IBM – the future is in the cloud
IBM, a traditional IT legacy company, is in the mist of change; the landscape has changed and the company must adapt in order to continue to be successful. Adapting to this new environment the company must shift focus away from consulting, design, and implementation of one-off IT systems and into cloud services.
Under Ginni Rometty, IBM has rapidly shifted its business portfolio, investing in what she calls a number of “strategic imperatives” comprised of Watson, cloud, security, services, systems, commerce, and analytics.
IBM has reported promising growth in their strategic imperatives, but the company’s transition is far from over and the company continues to struggle. On a positive note, the fourth quarter results, at close examination, are not as bad as they may appear at first glance.
IBM’s fourth quarter earnings report showed declining revenue and profits, to be expected for a company in a major transition. Revenue fell for the eleventh straight quarter to $24.1 billion, well below the $27.7 billion in the year-earlier quarter and the $24.8 billion that Wall Street expected. Net income slid to $5.5 billion, down 11% from the same quarter a year earlier. Why did this happen? The decline in revenue was anticipated as it reflected the divestiture of System X and Customer Care. Together, they had $1.6 billion of revenue in the fourth quarter of 2013, and currency movements registered about a $1.2 billion negative impact. If currency and getting rid of loser businesses is factored out, IBM’s revenue was actually in line with expectations.

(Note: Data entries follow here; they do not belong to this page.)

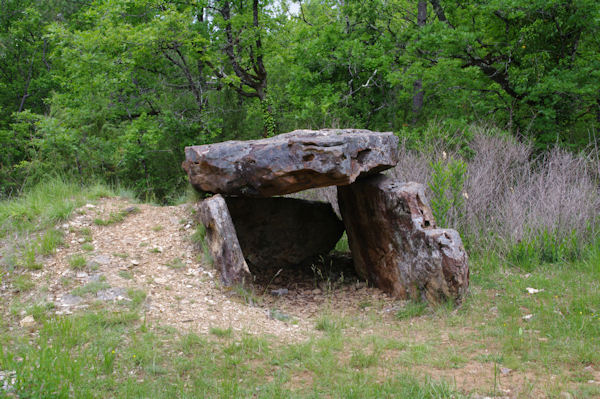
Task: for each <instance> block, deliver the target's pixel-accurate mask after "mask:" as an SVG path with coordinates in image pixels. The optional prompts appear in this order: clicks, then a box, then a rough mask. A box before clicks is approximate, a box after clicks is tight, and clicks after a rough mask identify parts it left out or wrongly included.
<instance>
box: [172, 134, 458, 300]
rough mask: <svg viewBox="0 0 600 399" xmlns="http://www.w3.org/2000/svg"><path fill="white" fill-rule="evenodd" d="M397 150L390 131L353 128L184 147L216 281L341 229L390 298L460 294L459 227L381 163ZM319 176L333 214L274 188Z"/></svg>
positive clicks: (360, 273)
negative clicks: (390, 295) (447, 218)
mask: <svg viewBox="0 0 600 399" xmlns="http://www.w3.org/2000/svg"><path fill="white" fill-rule="evenodd" d="M398 156H399V153H398V137H396V136H395V135H394V134H393V133H391V132H385V133H380V132H372V131H369V130H357V129H324V130H295V131H293V132H290V133H285V134H280V135H278V136H275V137H271V138H266V139H261V140H249V141H227V142H222V143H216V144H209V145H202V146H191V147H186V149H185V161H184V162H183V165H182V166H183V169H184V170H185V171H186V172H187V174H188V176H189V179H190V182H191V184H192V186H193V187H194V188H195V189H196V190H198V191H200V192H202V193H205V194H207V195H212V196H209V197H208V198H205V199H204V200H202V201H200V202H199V203H198V205H197V215H198V219H199V222H201V223H202V224H203V225H204V226H205V229H206V236H205V240H206V244H207V247H208V250H209V252H210V256H211V258H212V260H213V262H214V265H215V267H216V268H217V269H218V270H219V271H220V277H221V280H222V282H223V283H224V284H225V285H232V284H239V283H241V284H243V283H244V282H248V281H251V277H252V274H251V270H253V269H254V267H259V266H260V267H263V266H274V267H293V266H294V265H298V264H302V263H303V262H306V261H310V259H314V258H315V257H317V256H318V255H321V254H327V253H328V252H329V251H331V250H332V249H333V248H334V247H335V244H336V243H337V241H338V240H339V239H340V237H341V235H342V234H343V232H344V231H346V234H347V236H348V243H349V247H350V250H351V252H352V258H353V262H354V267H355V269H356V272H357V274H358V275H359V276H360V277H362V278H364V279H366V280H368V281H370V282H371V283H372V284H374V285H375V286H377V287H379V288H380V289H381V290H383V291H384V292H386V293H388V294H389V295H391V296H393V297H396V298H401V299H409V298H410V299H416V300H426V301H428V302H429V303H433V304H437V303H441V302H445V301H453V302H455V303H457V304H458V303H460V302H461V300H462V298H463V297H464V295H465V294H466V292H467V288H468V285H469V267H468V257H467V254H466V252H465V249H464V247H463V244H462V241H461V239H460V236H459V234H458V232H456V231H455V230H452V229H441V228H437V227H436V224H435V220H434V218H433V215H432V212H431V209H430V207H429V204H428V201H427V199H426V197H425V188H424V187H423V185H421V184H418V183H412V182H401V181H398V180H396V179H393V178H391V177H388V176H386V175H384V174H382V173H381V172H382V171H384V170H386V169H389V168H392V167H394V166H395V165H396V164H397V163H398ZM325 186H337V193H338V204H339V208H340V214H341V216H342V220H339V218H338V216H337V215H336V213H335V212H334V210H333V208H332V206H331V204H329V203H325V202H316V201H308V200H302V199H296V198H287V197H281V196H282V195H285V194H291V193H295V192H298V191H302V190H306V189H310V188H318V187H325Z"/></svg>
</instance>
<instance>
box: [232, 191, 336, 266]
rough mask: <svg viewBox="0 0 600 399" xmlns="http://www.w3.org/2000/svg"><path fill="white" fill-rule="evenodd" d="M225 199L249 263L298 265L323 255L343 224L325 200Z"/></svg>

IBM also announced the divestiture of its semiconductor manufacturing business. The three businesses it divested contributed $7 billion to revenue in 2013, but they lost about half a billion dollars. While net income decreased, the company’s profit margins increased and operating margins ended up above Wall Street estimates.
IBM has also been active in the partnership area. Apple Inc., Twitter, Inc., and SAP are IBM’s most important ones to date. IBM and SAP partnered together to offer cloud-computing services to companies. IBM provides infrastructure services and SAP runs its business applications on top of them.
IBM also uses Twitter’s data to help enterprises understand their customers, businesses, and other trends. Twitter data will be integrated into IBM’s big data analytics tools and added to BlueMix. This will allow businesses to write enterprise apps that include Twitter data. The company intends to train 10,000 consultants (IBM’s numbers are never small) to write custom enterprise apps that use Twitter data.
IBM’s partnership with Apple is crucial and promising. The two companies are offering solutions to businesses that use iPads with custom software. They released their first 10 apps in December, have twelve more planned to be released this quarter, and over 100 apps planned. The first 10 apps were for vertical industries, such as a flight planning app for airlines and a customer service app for insurance companies. Now, they are working on horizontal apps that any business could use. One example is a supply chain app, which helps companies match how much product they expect to sell with how many materials they order.
IBM is currently undervalued due to negative sentiment surrounding the stock. IBM is doing all the right moves to transition the company from a legacy IT custom-solutions company to a flexible, modern, cloud-based services organisation. IBM’s potential is vast and may be an excellent investment for an investor that has a long-term view.